As early as the 1850s citizens concerned with child welfare promoted the benefits of a nurturing home and education as the remedy to a lifetime of poverty, addiction and crime.
In well-meaning but, as it turned out, misguided attempts to save poor, urban children from their certain fates, and protect communities from crime and violence, several philanthropic societies founded programs to serve these children based on the idea that removing them from their “toxic” homes and families and putting them in positive environments was the answer.
It was a “bootstrap” idea — given education and wholesome living conditions, opportunity would knock and these children would answer. There were no data to support this idea, but it seemed that it should work and wealthy patrons poured millions into the efforts.
Fast-forward a little over 100 years … to Ypsilanti, Mich. where a group of educators were promoting the benefits of a nurturing home and education as a remedy for a lifetime of poverty, addiction and crime. Only this time their ideas were based on theory and research.
One of the principles they identified was that removing children from their families does not lead to positive outcomes.
Instead, they proposed to test the hypothesis that targeted, intensive services to families combined with high-quality early care and education would lead to success in school and life.
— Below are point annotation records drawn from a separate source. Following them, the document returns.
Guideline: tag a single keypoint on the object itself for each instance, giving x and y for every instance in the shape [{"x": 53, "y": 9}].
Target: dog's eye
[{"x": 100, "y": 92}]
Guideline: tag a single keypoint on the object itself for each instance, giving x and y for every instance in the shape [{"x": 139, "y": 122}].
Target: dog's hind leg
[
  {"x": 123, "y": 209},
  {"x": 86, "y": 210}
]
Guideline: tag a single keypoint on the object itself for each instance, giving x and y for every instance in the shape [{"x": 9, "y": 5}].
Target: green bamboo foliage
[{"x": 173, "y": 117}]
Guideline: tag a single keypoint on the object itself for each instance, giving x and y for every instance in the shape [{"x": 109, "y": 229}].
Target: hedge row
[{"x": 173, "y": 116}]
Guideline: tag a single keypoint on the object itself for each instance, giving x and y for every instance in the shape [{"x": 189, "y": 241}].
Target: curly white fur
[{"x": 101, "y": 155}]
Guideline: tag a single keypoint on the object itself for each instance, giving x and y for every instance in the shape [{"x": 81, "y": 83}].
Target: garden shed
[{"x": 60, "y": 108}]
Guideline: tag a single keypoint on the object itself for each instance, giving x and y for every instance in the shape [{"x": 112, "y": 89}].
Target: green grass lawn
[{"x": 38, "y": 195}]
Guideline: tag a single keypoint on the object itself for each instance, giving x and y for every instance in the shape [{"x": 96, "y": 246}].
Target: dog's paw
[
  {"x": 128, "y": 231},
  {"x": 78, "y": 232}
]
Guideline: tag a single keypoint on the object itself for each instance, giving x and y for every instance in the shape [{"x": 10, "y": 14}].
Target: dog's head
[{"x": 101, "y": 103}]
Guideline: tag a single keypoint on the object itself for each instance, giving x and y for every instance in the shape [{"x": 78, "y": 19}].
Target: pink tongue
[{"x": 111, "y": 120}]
And so the HighScope/Perry Preschool Project began.
Other carefully controlled social experiments followed, among them the Abecedarian Project and Chicago Child-Parent Center (CPC) project.
Sixty years later (how time flies) the evidence is in. Continuing research on how the brain grows and functions and new findings about the critical importance of attachment in the social/emotional development of children lead to one — and only one- conclusion: early childhood matters.
The CPC project, launched in 1980, differed in two important ways from earlier studies.
First, it included a much larger sample size. Second, the experimental design used existing infrastructure including public schools, publicly-funded home visiting programs, and other community supports to deliver the program to families.
The per-child cost was an order of magnitude less than earlier studies, and comparable to what governments are currently spending on preschool programs.
Researchers followed the initial cohort of children through their academic careers and into early adulthood. The results? Increased graduation rates, decreased grade retention and assignment to special education, and lower rates of interaction with the juvenile criminal system.
According to a 2001 analysis of the program, participation in preschool is positively associated with behavior and learning outcomes that are accurate predictors of adult economic and social well being. Benefits to society are measured both in dollars saved through academic and social success, and dollars contributed through increased personal earning — and spending — power.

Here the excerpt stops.